Researchers discover new insight into a common signaling pathway

Scientists have identified a key regulatory mechanism in the TGF-ß pathway. This discovery by Dr. Kai Lin and colleagues at UMASS Medical School and the University of Mississippi Medical Center helps further our understanding of how this important signaling pathway functions in a variety of cellular processes, including cancer formation and embryonic development.

The work is published in the August 1 issue of Genes & Development.

The TGF-ß pathway is an intracellular signaling pathway that enables a cell to respond to changes in its environment. This signal transduction pathway converts ligand binding at the cell surface into an enzymatic cascade inside the cell, which ultimately induces changes in gene expression. In this fashion, the TGF-ß pathway regulates a number of different cellular responses, including cell proliferation, differentiation and migration, programmed cell death, and development.

The Smad family of proteins is the primary route for propagating the TGF-ß signal. Smads are activated by ligand-bound transmembrane receptors and subsequently travel through the cytoplasm and into the nucleus, where they act as transcription factors to activate the expression of TGF-ß target genes.

Dr. Lin and colleagues have determined that the conformation of the Smad3 protein specifies which members of the TGF-ß pathway it can interact with, and thereby regulates the progression of the TFG-ß signal transduction cascade.

Upon TGF-ß ligand binding to transmembrane receptors at the cell surface, a protein called SARA (Smad Anchor for Receptor Activation) recruits Smad3 to the transmembrane receptor, where Smad3 is converted from an inactive monomeric form into an active trimeric form. Trimeric Smad3 promptly dissociates from SARA and enters the nucleus, where it interacts with cofactors to regulate gene expression. Previous work has shown that nuclear Smad3 interacts with a corepressor called “Ski,” which serves to prevent Smad3 activation of target genes.

Using a combination of structural and biochemical approaches, Dr. Lin and colleagues discovered that SARA preferentially binds to monomeric Smad3, while Ski preferentially binds to trimeric Smad3. The researchers thus identified an allosteric mechanism of regulation of the TGF-ß pathway: “The conformational transition functions as a master switch of the pathway, converting Smad-receptor interactions to Smad-nuclear interactions,” explains Dr.
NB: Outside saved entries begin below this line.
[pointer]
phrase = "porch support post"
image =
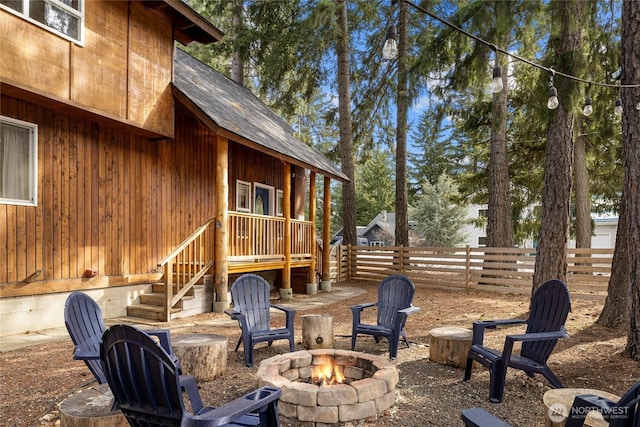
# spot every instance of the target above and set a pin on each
(312, 285)
(286, 293)
(325, 285)
(221, 239)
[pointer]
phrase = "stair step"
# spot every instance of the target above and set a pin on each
(146, 311)
(157, 299)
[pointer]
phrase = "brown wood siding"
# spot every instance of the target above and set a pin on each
(107, 200)
(100, 66)
(252, 166)
(123, 69)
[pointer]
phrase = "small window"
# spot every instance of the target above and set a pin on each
(279, 201)
(243, 196)
(18, 162)
(63, 17)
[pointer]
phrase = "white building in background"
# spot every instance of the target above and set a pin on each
(604, 230)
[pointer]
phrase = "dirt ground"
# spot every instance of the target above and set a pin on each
(34, 380)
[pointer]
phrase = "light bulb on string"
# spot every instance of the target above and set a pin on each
(390, 49)
(617, 110)
(553, 102)
(588, 107)
(496, 83)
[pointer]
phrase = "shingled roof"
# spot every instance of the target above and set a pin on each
(232, 107)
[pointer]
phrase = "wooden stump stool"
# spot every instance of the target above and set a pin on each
(557, 404)
(203, 356)
(449, 345)
(317, 331)
(91, 408)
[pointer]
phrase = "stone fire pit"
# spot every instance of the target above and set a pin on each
(369, 387)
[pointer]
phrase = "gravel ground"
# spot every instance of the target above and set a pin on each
(34, 380)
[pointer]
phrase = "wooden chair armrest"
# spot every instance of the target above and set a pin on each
(256, 401)
(409, 310)
(478, 417)
(363, 306)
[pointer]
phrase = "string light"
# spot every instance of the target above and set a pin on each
(496, 83)
(553, 102)
(588, 107)
(390, 49)
(618, 108)
(496, 69)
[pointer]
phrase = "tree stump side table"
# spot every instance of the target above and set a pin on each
(203, 356)
(558, 401)
(449, 345)
(91, 408)
(317, 331)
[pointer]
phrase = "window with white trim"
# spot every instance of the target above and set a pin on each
(63, 17)
(243, 196)
(18, 162)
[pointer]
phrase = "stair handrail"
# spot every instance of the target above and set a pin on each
(194, 274)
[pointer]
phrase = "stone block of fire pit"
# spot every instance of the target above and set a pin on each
(326, 386)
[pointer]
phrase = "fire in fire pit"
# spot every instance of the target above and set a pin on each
(327, 372)
(314, 394)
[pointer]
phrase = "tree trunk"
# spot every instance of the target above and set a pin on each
(346, 138)
(237, 65)
(581, 181)
(631, 137)
(402, 205)
(616, 306)
(499, 219)
(556, 197)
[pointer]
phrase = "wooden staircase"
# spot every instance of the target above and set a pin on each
(197, 300)
(184, 290)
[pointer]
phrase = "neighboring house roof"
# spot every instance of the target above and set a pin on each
(235, 109)
(385, 221)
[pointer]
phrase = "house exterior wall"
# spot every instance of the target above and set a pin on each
(108, 200)
(123, 69)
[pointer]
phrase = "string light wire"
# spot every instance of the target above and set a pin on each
(513, 55)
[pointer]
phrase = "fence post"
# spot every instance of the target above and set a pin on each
(468, 268)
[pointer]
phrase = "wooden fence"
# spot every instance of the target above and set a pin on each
(588, 270)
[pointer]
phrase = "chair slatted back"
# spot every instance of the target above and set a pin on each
(548, 312)
(250, 294)
(83, 319)
(143, 378)
(395, 292)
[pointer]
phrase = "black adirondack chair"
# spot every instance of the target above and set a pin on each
(145, 382)
(252, 310)
(83, 319)
(84, 322)
(548, 312)
(623, 413)
(395, 295)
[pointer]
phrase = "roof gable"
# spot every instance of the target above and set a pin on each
(237, 110)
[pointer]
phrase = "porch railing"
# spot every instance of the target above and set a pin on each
(260, 237)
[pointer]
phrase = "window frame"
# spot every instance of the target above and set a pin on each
(33, 163)
(247, 197)
(279, 202)
(79, 14)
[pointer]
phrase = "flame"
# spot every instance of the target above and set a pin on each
(327, 372)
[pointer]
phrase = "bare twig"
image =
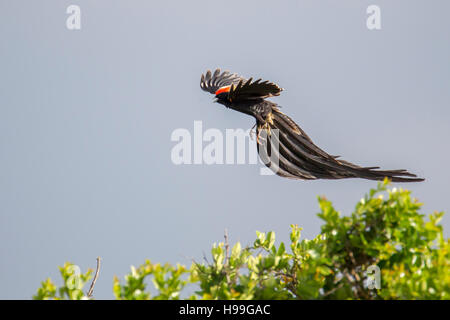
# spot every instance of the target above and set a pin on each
(227, 248)
(97, 271)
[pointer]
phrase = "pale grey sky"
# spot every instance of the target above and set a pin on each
(86, 118)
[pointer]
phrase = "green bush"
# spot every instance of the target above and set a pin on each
(383, 250)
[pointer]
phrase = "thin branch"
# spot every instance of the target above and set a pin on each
(97, 272)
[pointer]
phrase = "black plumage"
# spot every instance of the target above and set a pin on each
(291, 152)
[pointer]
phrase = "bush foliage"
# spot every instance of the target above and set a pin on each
(385, 249)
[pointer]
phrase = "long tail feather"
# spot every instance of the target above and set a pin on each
(299, 158)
Lin. The formation of trimeric Smad3 transduces the TGF-ß signal by forcing Smad3 to dissociate from SARA, thereby freeing Smad3 to travel into the nucleus.

In this manner, the conformation-dependent activity of Smad3 can both propagate the TGF-ß signal and establish a negative feedback mechanism (through Ski) to regulate the transcriptional effect of TGF-ß signaling.

So, how does a cell succeed in eliciting TGF-ß target gene expression if trimeric Smad3 is bound in the nucleus by Ski, a corepressor? The authors reason that the trimeric form of Smad3 is probably also recognized by coactivators in the nucleus, which would compete with Ski for Smad3 binding and ultimately establish the appropriate balance between transcriptional activation and repression. Further research will focus on delineating the course of these downstream nuclear events.

However, as it stand now, this work by Dr. Lin and colleagues affords enormous insight into the molecular mechanisms of the TGF-ß signaling pathway, providing possible targets for rational drug design to combat the deleterious effects of aberrant TGF-ß signaling.